Wer mit ihr gearbeitet hat, weiß aber zu berichten, dass sie
erfreulich unkompliziert im Umgang und äußerst
talentiert darin ist, gute Laune zu verbreiten. Ein Aspekt, der auch
auf der Leinwand ansteckend wirkt und mit dem sie schon in zahlreichen
Komödien punkten konnte. Bad Teacher scheint ihr nun mehr oder
weniger persönlich auf den Leib geschrieben zu sein, da es
sämtliche Gerüchte überspitzt, die um ihre
Person ranken – dass sie zum Pferde stehlen ist, jeden Mann
unter den Tisch trinken kann und eine äußerst
perfide Geschäftsfrau ist. Ein Image, aus der sie sich nun
bravurös eine Bombenrolle gestrickt hat.
Als
trinkfeste Lehrerin Elizabeth ist Cameron Diaz eine Wucht. Elizabeth
ist sogar noch fauler als der Dude und arbeitet aktiv daran, sich
endlich parasitär neu einnisten zu können, damit sie
selbst gar nichts mehr machen muss. Eine Rolle, die in vielen
Händen zu einer eindimensionalen Nullnummer hätte
werden können, von Diaz aber überraschend
facettenreich gespielt wird. Ohne näher auf die
Hintergründe der Figur eingehen zu können, zeichnet
sie ein Bild einer äußert schwierigen und
unmoralisch agierenden Person, die ihren Spaß sucht, diesen
aber stets auf Kosten anderer hat – und dabei trotzdem
sympathisch bleibt. Eine Rolle, die den gesamten Film dominiert und in
der Diaz einmal mehr selbstironisch mit ihrem von der
Öffentlichkeit auferlegten Sex-Appeal kokettieren kann.

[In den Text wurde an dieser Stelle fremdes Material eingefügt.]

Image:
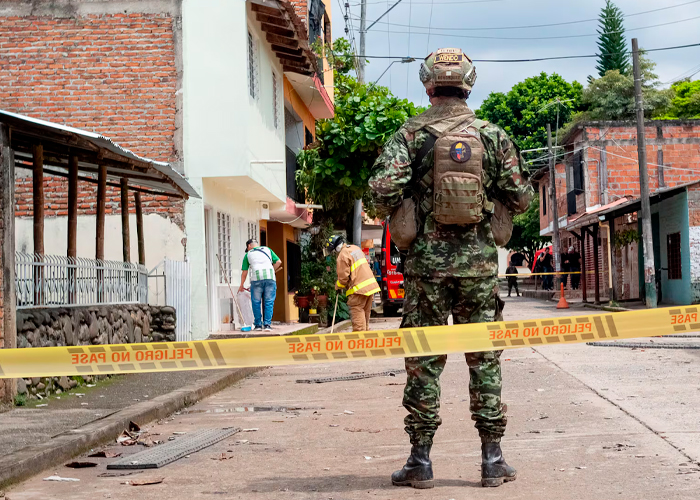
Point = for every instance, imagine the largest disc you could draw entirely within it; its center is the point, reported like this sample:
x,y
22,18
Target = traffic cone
x,y
563,304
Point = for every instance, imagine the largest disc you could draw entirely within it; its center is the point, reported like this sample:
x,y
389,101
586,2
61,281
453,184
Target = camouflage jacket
x,y
449,251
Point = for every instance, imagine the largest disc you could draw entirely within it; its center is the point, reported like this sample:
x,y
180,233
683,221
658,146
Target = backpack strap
x,y
260,249
417,169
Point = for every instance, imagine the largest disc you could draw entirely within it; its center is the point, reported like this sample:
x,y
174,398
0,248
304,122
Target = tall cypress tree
x,y
612,45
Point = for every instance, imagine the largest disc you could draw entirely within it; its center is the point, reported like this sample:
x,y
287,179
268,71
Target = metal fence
x,y
177,295
56,280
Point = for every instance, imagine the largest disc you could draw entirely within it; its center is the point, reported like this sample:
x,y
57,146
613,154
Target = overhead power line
x,y
456,2
537,59
564,23
557,37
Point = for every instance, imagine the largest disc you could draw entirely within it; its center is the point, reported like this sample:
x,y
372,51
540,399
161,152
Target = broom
x,y
244,328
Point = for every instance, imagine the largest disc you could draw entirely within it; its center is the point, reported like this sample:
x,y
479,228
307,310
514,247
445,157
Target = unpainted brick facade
x,y
611,172
113,74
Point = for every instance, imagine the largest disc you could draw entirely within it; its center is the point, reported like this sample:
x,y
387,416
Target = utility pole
x,y
553,203
648,242
363,32
357,212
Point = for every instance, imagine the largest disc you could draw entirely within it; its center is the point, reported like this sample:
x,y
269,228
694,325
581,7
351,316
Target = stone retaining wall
x,y
89,325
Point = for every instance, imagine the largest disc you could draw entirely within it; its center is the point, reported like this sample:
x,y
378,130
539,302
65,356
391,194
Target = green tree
x,y
336,170
526,232
612,45
527,108
611,97
686,101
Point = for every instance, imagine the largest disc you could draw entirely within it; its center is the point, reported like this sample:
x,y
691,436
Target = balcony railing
x,y
55,280
293,191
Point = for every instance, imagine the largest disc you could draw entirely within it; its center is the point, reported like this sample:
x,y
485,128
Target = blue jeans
x,y
262,295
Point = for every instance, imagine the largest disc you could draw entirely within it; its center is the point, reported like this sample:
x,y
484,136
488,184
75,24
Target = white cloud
x,y
493,77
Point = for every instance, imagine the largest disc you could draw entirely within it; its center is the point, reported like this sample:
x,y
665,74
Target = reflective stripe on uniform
x,y
362,285
358,263
446,198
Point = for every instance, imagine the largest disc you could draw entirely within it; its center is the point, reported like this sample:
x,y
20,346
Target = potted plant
x,y
303,295
313,306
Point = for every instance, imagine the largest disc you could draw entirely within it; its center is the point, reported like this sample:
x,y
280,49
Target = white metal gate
x,y
177,295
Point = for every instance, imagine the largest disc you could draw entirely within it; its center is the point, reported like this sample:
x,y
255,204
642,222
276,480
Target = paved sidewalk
x,y
28,425
585,423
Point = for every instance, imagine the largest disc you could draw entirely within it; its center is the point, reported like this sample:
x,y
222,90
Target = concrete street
x,y
584,423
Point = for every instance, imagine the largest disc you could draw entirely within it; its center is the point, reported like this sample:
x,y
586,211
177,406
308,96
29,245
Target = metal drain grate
x,y
159,456
357,376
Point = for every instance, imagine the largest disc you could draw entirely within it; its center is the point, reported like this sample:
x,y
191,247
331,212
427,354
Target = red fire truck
x,y
392,281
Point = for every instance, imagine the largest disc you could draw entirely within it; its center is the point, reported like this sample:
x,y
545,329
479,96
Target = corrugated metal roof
x,y
102,142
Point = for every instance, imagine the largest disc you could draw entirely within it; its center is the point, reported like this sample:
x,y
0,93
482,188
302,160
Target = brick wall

Ihre Gegnerin im Film wird von der eher unbekannten Lucy Punch
gespielt, die ebenfalls gut ist und eine extrem konservative Lehrerin
aus dem Lehrbuch abgibt, die kurz vor ihrem Psychoknacks steht.
Männer sind ebenfalls vertreten, spielen in Diaz‘
Show jedoch nur Nebenrollen. Sänger Justin Timberlake, mit dem
Diaz privat ein paar Jahre zusammen war, ist gar am
schwächsten, da er vergebens versucht, einen adretten Softie
zu geben, hinter seiner schlechten Verkleidung jedoch keine Minute
glaubwürdig wirkt. Zumeist scheint es sogar so, als
müsse er sich zusammenreißen, nicht selbst
ständig laut aufzulachen. Angenehm ist jedoch, dass das
gezeigte Kollegium keinen Fantasiewelten entspringt und insgesamt
überraschend authentisch wirkt. Man fühlt sich
unweigerlich an alte Lehrerschnösel zurückerinnert.
Der wichtigere Mann in
Elizabeths Leben wird von Jason Segel gespielt, Marshall aus How I Met
Your Mother. Als kumpelhafter Sportlehrer mit Gras und ähnlich
schroffem Humor passt er natürlich von Anfang an ideal zu
Camerons Rolle, kann aus seinem kurzen Auftritt jedoch ebenfalls nicht
viel machen. Zu knapp kommt er vor und versucht dennoch wie in
Gullivers Reisen, soviel Herz wie möglich einzubringen, was
ihm gut gelingt. Glücklicherweise rutscht Bad Teacher trotz
der romanzenlastigen Prämisse nie in tiefe Flirt-Gefilde ab.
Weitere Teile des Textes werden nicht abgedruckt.